Il maiale nero, che cosa lo distingue dagli altri
Il maiale nero si distingue dalle altre razze suine per la sua indole rustica, che lo porta a non poter fare a meno della libertà allo stato brado, o al massimo semi-brado e ciò ovviamente è un prerequisito fondamentale dell’allevamento in agricoltura biologica. Per i contadini, soprattutto in passato, era una fortuna, poiché potevano svolgere altri lavori in campagna mentre i suini razzolavano liberi, senza doverli custodire o tener d’occhio. Questa propensione al pascolo e questa autonomia alimentare sono tra le cause di un maggior vigore sessuale del verro e di una prolificità notevole delle scrofe, che hanno un forte istinto materno: partoriscono due volte all’anno dai sette ai nove maiali, molto più piccoli se confrontati con gli altri. Di conseguenza i tempi di crescita si allungano, ma sono più in sintonia con le leggi naturali della crescita, tanto che possiamo affermare che il nero è più simile al cinghiale che ad altri maiali.

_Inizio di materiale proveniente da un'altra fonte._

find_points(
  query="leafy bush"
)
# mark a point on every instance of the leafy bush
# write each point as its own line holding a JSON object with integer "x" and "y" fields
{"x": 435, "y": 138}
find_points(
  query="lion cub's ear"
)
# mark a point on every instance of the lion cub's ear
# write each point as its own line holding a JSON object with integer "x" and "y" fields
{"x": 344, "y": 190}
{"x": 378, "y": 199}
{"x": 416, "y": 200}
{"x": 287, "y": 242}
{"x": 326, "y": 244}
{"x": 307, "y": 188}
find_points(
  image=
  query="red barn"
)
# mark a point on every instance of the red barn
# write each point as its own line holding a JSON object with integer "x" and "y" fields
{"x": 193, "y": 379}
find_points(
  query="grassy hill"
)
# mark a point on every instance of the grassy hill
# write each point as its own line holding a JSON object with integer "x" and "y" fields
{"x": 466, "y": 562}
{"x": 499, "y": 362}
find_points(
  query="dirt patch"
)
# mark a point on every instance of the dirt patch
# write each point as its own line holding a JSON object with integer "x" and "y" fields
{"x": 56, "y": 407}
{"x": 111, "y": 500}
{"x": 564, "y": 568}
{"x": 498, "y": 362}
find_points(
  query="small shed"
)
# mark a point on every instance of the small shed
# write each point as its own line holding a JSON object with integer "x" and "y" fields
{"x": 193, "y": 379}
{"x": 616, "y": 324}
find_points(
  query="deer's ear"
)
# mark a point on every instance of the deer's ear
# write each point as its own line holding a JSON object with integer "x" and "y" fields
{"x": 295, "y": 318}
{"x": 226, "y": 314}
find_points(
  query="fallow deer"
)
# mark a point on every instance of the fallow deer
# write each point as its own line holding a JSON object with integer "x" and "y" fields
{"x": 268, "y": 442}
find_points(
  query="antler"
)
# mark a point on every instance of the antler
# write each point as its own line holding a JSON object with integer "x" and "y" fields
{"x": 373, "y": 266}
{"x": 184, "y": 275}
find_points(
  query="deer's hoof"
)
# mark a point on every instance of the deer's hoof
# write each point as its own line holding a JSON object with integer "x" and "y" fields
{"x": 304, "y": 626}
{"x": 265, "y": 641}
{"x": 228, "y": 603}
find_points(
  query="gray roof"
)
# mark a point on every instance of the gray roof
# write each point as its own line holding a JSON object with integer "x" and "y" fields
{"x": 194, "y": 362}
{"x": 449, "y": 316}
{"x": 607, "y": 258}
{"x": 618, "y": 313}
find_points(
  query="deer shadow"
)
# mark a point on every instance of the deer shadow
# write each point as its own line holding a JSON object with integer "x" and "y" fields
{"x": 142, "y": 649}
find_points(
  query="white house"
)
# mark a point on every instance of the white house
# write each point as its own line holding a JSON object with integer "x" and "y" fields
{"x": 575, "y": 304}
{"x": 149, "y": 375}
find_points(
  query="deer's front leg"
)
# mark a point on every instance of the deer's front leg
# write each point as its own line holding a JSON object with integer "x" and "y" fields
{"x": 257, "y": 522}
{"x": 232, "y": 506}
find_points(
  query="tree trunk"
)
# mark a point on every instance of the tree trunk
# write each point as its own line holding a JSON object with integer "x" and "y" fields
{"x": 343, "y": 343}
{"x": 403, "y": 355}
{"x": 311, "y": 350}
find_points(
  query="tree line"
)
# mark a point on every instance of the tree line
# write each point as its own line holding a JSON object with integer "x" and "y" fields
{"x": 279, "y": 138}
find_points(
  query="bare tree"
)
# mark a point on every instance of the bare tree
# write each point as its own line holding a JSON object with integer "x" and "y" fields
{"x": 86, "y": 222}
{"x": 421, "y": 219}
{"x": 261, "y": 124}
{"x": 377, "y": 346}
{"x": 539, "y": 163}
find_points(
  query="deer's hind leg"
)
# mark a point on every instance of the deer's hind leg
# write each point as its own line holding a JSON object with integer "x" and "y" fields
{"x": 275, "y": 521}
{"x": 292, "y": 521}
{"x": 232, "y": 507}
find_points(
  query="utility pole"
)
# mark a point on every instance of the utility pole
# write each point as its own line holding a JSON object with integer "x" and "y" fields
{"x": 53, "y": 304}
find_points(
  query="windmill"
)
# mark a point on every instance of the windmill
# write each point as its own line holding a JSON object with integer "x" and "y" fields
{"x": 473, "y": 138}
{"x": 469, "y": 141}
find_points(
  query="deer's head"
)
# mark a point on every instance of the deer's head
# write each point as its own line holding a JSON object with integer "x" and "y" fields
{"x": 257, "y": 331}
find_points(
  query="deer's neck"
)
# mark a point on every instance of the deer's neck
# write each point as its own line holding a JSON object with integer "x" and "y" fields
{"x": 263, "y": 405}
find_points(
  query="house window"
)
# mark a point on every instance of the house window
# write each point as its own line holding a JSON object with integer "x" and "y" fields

Dopo due anni, vengono macellati nei mesi da ottobre a maggio e il risultato è una carne di gran qualità e più magra, grazie alla presenza di un maggior numero di grassi insaturi rispetto a quelli saturi. Inoltre, l’isolamento geografico di questi territori, ha fatto che sì che non venisse a contatto con altre razze: in questo modo ha mantenuto inalterato il suo istinto primordiale e il suo patrimonio genetico. Oggi si trova in giro anche un nuovo incrocio tra il nero ungherese e un cinghiale locale, ma per riconoscere il Calabrese c’è ancora un altro indizio: la presenza dei bargigli, o margheri, ai lati del collo, ovvero di due protuberanze nella cotenna.